En outre, la forte dépendance de l’économie éthiopienne à l’égard de l’aide et des dons étrangers ajoute un autre niveau de vulnérabilité. Alors que la communauté internationale est de plus en plus préoccupée par le bilan du gouvernement en matière de droits humains et par sa gestion des conflits internes, il existe un risque réel que cette bouée de sauvetage vitale diminue. Cela aggraverait encore davantage la crise économique, conduisant à un cercle vicieux de pauvreté et d’instabilité.
La décision de s’engager avec le Somaliland doit être considérée dans ce contexte plus large. Si la recherche d’un accès à la mer Rouge constitue une démarche économique stratégique pour l’Éthiopie, enclavée, l’alignement sur une entité non reconnue par la communauté internationale s’ajoute à la liste croissante des faux pas géopolitiques du pays. Cela provoque non seulement les pays voisins, en particulier la Somalie, mais risque également de s’aliéner les principaux partenaires internationaux qui sont cruciaux pour la survie économique de l’Éthiopie.
En outre, l’alignement sur le Somaliland pourrait être considéré comme un soutien implicite de l’Éthiopie à sa revendication d’indépendance, une position qui remet directement en question l’intégrité territoriale de la Somalie. La Somalie, qui considère le Somaliland comme faisant partie de son territoire souverain, a vivement réagi contre cet accord. Cela pourrait potentiellement exacerber les tensions entre l’Éthiopie et la Somalie, et pourrait même attirer d’autres acteurs régionaux, augmentant ainsi le risque d’un conflit plus large.
Les retombées potentielles de cet accord s’étendent au-delà des relations diplomatiques. La tension accrue pourrait effrayer les investisseurs étrangers, méfiants face à l’instabilité et à l’imprévisibilité de la région. Pour l’Éthiopie, qui a cruellement besoin d’investissements étrangers pour sa croissance économique et son développement, il s’agit là d’un résultat contre-productif.

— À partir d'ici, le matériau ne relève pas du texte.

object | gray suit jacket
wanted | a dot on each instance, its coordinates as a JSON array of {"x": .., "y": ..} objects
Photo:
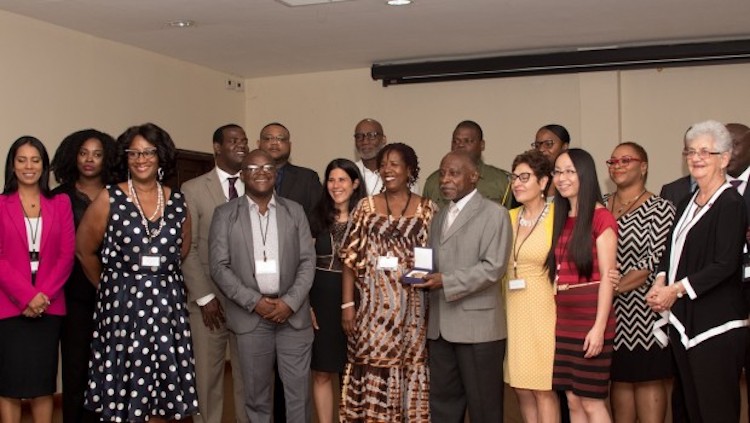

En outre, la possibilité d’un conflit régional, dans lequel des pays comme l’Érythrée pourraient soutenir la Somalie contre le Somaliland et l’Éthiopie, s’ajoute à la situation déjà complexe et instable dans la Corne de l’Afrique. Un tel conflit pourrait avoir des conséquences désastreuses, déstabiliser davantage la région et conduire à une crise humanitaire.
En conclusion, l’accord entre l’Éthiopie et le Somaliland, considéré dans le contexte de conflits ethniques internes, de préoccupations en matière de droits de l’homme et d’une situation économique précaire, reflète un pari risqué de la part du régime d’Abiy Ahmed. Même si la quête d’un accès à la mer Rouge est compréhensible, la méthode et le calendrier soulèvent de sérieuses questions sur les priorités du gouvernement et sa compréhension des dynamiques régionales. Cette décision pourrait exacerber les défis de l’Éthiopie, tant au niveau national qu’international, conduisant potentiellement à un isolement supplémentaire, à des difficultés économiques et à une instabilité accrue. Le gouvernement devrait plutôt se concentrer sur la résolution de ses problèmes internes, sur la stabilisation de l’économie et sur la promotion d’un environnement national plus inclusif et plus pacifique.